4.7. Future Considerations
Although the findings of our study support the hypothesis that the ovarian histology is affected and altered as a result of perinatal asphyxia, it would be very interesting and useful to attempt to correlate these histological alterations with potential functional disturbances in the future. Perhaps a study of a different design that could allow for the long-term observation of the study subjects could highlight the long-term impact of perinatal asphyxia on fertility or other aspects of the ovarian systemic effects. In addition to this, perhaps a study looking concomitantly at the histological lesions of the ovaries and the cardiovascular adaptations to perinatal asphyxia or the CNS development following an acute incidence could manage to further clarify the origins of the sex-related effects of asphyxia on neonates and the extent to which it could be mediated by disruptions of the ovarian histology and function.

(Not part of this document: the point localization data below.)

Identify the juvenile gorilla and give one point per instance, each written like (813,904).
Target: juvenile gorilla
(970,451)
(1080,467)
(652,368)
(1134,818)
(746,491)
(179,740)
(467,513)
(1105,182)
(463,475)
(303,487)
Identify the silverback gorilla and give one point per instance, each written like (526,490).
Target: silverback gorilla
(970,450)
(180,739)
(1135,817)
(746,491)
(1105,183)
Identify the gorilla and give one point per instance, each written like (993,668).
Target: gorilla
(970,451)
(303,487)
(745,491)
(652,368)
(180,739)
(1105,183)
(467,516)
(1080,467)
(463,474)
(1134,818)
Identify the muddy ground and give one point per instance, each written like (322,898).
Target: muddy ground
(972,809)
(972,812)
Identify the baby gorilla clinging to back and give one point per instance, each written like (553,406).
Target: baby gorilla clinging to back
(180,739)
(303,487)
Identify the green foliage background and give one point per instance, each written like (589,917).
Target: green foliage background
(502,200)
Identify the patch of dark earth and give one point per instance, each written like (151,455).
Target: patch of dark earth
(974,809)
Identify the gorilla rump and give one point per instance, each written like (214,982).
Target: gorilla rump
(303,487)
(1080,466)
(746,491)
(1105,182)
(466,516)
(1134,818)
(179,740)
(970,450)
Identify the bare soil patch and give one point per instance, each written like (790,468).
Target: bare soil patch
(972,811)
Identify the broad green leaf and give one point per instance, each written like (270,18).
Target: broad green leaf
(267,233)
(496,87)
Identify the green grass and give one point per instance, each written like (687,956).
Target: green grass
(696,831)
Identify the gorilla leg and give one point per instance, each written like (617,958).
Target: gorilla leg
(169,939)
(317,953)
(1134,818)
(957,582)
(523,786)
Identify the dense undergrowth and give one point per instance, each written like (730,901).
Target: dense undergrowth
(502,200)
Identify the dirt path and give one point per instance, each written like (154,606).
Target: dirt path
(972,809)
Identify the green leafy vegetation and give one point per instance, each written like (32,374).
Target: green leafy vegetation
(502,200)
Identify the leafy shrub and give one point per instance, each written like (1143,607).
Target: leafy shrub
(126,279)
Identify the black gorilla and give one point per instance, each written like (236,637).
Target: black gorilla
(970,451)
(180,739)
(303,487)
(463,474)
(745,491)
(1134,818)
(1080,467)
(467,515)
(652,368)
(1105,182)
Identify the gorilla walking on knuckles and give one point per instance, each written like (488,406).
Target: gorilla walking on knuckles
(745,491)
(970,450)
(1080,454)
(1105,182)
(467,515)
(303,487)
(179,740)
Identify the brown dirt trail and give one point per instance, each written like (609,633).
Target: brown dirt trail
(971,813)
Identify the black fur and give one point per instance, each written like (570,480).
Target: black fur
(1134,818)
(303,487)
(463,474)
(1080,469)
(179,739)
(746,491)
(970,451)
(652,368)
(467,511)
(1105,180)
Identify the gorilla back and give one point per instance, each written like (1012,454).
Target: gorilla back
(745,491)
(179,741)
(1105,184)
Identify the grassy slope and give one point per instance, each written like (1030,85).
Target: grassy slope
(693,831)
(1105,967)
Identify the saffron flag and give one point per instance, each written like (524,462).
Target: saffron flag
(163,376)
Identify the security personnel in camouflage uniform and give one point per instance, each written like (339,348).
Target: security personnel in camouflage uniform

Furthermore, in a non-experimental context, a study aiming at following up infants that underwent perinatal hypoxia/asphyxia in adult life might facilitate uncovering the potential existence of a correlation between entities of the female adult life referring to the reproductive or cardiovascular system and incidents of the perinatal life in the form of hypoxia/asphyxia. This could be applied not only in better understanding the pathophysiology of certain diseases and conditions that are not fully comprehensible but also in offering better management policies to the patients.